Si elle a pu avancer et atteindre les sommets, c’est avant tout parce qu’elle a pu compter sur sa famille. « J’avais deux modèles et j’aime faire les choses par moi-même. Pour moi il était important de réussir, parce que je voulais être heureuse. Le sport m’a aussi beaucoup aidée ».
La jeune femme condamne rigoureusement les crimes dont sont victimes les albinos en Afrique. « Le bonheur de quelqu’un ne doit pas passer par le massacre ou la mutilation d’une autre personne. Un albinos n’est pas un animal mais un être humain » déplore-t-elle.

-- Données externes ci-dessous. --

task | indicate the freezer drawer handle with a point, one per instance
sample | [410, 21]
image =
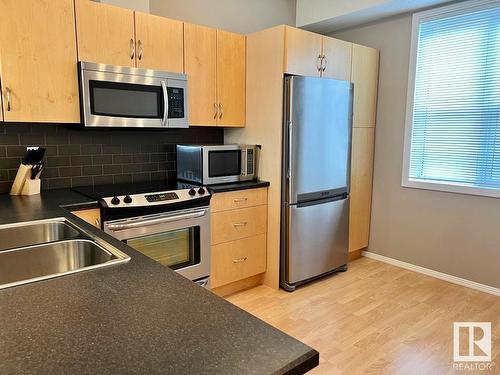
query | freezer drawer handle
[158, 220]
[236, 225]
[239, 260]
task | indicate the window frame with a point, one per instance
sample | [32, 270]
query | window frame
[417, 19]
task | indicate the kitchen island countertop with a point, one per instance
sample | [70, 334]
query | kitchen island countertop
[138, 317]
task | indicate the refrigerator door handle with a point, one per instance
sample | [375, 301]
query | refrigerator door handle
[290, 153]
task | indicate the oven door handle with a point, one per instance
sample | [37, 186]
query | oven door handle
[159, 220]
[165, 103]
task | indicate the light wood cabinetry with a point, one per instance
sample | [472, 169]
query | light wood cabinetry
[311, 54]
[361, 187]
[302, 52]
[231, 78]
[239, 226]
[91, 216]
[111, 35]
[337, 59]
[214, 61]
[160, 43]
[105, 33]
[38, 61]
[200, 65]
[237, 260]
[364, 75]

En tant qu’athlète de haut niveau devenue une icône pour les albinos, Nantenin Keita appelle au dépassement de soi. « Être albinos ne doit pas être un frein à notre réussite. Au contraire, parce que les choses qui sont rares sont précieuses ». Elle plaide pour un changement de mentalité des Maliens et des Africains en général. « Nous ne devons pas être seuls dans ce combat, tout le monde doit se sentir concerné », conclut la championne paralympique.
Mariam Maïga, Présidente de l’Association AHB : « C’est ma différence positive »

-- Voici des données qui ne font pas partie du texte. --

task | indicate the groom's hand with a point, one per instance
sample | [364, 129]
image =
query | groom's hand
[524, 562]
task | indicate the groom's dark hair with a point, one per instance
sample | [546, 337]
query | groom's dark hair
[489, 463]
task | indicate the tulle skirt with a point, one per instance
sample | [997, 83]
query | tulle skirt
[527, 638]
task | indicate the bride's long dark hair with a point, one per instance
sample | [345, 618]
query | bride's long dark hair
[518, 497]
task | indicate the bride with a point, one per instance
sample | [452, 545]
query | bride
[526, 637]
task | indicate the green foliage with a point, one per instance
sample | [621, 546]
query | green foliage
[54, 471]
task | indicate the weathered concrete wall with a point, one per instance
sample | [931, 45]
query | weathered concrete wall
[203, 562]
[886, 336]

Mariam Maïga, mère de deux enfants, réside en France depuis trente ans. Elle est la présidente de l’association les Albinos de HEMA Nayélé Banfora (AHB), basée à Compiègne et au Burkina, son pays d’origine. Sa couleur de peau, elle en est consciente depuis sa plus tendre enfance, c’est sa différence. Une différence qu’elle a décidé de positiver. Elle y réussit en se mettant au service de la communauté où elle vit. Mariam Maïga est en effet une femme aux multiples talents. Secrétaire de formation, elle se livre à plusieurs activités et à Compiègne, où elle vit, on la retrouve animatrice, restauratrice, formatrice ou encore surveillante dans le préscolaire. « Ayant à cœur d’évoluer professionnellement, je me lance dans différents domaines ».
Depuis plus dix ans, elle dirige l’association AHB qui vient en aide aux enfants albinos et malvoyants de Compiègne et du Burkina, sa terre natale. Grâce aux soutiens d’élus parisiens et d’associations et entreprises partenaires, l’association mène de nombreuses activités à travers des collectes de fonds. « J’accompagne les associations et les entreprises et toutes les personnes qui me connaissent, tant sur le plan professionnel que familial, disent de moi que je suis persévérante et courageuse ».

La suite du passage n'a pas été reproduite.